A school’s duty of care goes well beyond the general duty of care that say a supermarket has for its customers.
The Courts consider that a school’s duty of care is significantly greater than the usual duty, and takes into account the immaturity and inexperience of the pupils and their propensity for mischief.
The Courts have ruled that these inherent features of every child suggest that there should be a high responsibility on a school authority to care for the safety of its students. That higher duty of care requires a school to take all reasonable care to provide an adequate system to ensure that no child is exposed to any unnecessary risk of injury.
Schools are not only simply required to take all reasonable care, but they must also have a system in place which would ensure that no child is exposed to any unnecessary risk of injury; and to take all reasonable care to see that the system is carried out.

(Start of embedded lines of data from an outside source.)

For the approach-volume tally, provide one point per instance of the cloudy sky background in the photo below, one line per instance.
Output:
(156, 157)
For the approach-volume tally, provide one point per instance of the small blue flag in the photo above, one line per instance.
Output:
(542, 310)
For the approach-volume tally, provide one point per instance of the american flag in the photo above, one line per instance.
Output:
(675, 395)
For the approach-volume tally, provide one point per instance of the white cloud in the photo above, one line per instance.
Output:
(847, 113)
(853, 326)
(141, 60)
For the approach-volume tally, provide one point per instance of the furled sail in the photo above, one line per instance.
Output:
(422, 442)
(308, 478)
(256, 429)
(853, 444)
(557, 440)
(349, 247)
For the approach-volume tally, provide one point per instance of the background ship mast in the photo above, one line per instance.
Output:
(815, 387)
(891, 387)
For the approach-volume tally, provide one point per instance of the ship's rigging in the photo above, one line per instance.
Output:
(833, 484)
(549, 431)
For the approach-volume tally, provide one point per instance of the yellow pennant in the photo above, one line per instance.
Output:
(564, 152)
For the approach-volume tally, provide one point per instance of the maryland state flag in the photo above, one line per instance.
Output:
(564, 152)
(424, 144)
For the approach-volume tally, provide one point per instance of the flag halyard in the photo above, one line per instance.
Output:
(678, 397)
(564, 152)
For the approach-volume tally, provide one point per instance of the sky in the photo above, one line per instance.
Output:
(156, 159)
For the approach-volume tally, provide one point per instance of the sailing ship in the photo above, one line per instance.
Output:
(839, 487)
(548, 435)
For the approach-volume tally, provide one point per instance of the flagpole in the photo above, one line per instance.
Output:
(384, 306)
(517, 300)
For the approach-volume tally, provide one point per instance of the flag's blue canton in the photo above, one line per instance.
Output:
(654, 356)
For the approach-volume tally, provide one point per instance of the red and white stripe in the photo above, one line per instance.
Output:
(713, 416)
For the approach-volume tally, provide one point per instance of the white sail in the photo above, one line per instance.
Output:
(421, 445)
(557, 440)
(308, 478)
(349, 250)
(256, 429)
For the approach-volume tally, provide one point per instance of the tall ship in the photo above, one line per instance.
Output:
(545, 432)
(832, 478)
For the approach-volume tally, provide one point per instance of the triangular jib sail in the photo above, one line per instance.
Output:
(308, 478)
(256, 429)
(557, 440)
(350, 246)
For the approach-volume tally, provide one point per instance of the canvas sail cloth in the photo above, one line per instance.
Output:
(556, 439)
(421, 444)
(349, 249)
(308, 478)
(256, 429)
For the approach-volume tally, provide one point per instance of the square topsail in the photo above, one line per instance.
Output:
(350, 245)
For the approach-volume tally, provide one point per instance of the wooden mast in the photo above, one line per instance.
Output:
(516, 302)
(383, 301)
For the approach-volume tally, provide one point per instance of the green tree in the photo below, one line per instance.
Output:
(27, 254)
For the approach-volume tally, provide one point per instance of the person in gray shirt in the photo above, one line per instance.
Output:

The duty of care gets further extended where there are attractions or features in a play ground which might lure children towards obvious hazards. Examples here might include the typical monkey bar apparatus and injuries that might result from children being children on such equipment.
One earlier important Court judgement said the degree of supervision needed must be such as to avoid external dangers which might threaten immature children and also prevent them from inflicting injury on each other.
The duty of care of a school is said to be non-delegable which means the school cannot pass its responsibilities off to another person or entity such as by hiring external supervisors for children during school hours.
The school’s duty of care doesn’t stop in the school gate either. Examples include excursions. In one case, the Court decided that a school was still responsible for an incident which occurred while a student was skiing. In that case the school counter-sued the ski resort and recovered all of its losses, but the school was still held responsible for the student’s injuries.
Some might consider the burden of the duty of schools to be too high, but when the inherent qualities of adventurous or mischievous children are considered, it is probably prudent of our Courts to create such a high duty of care.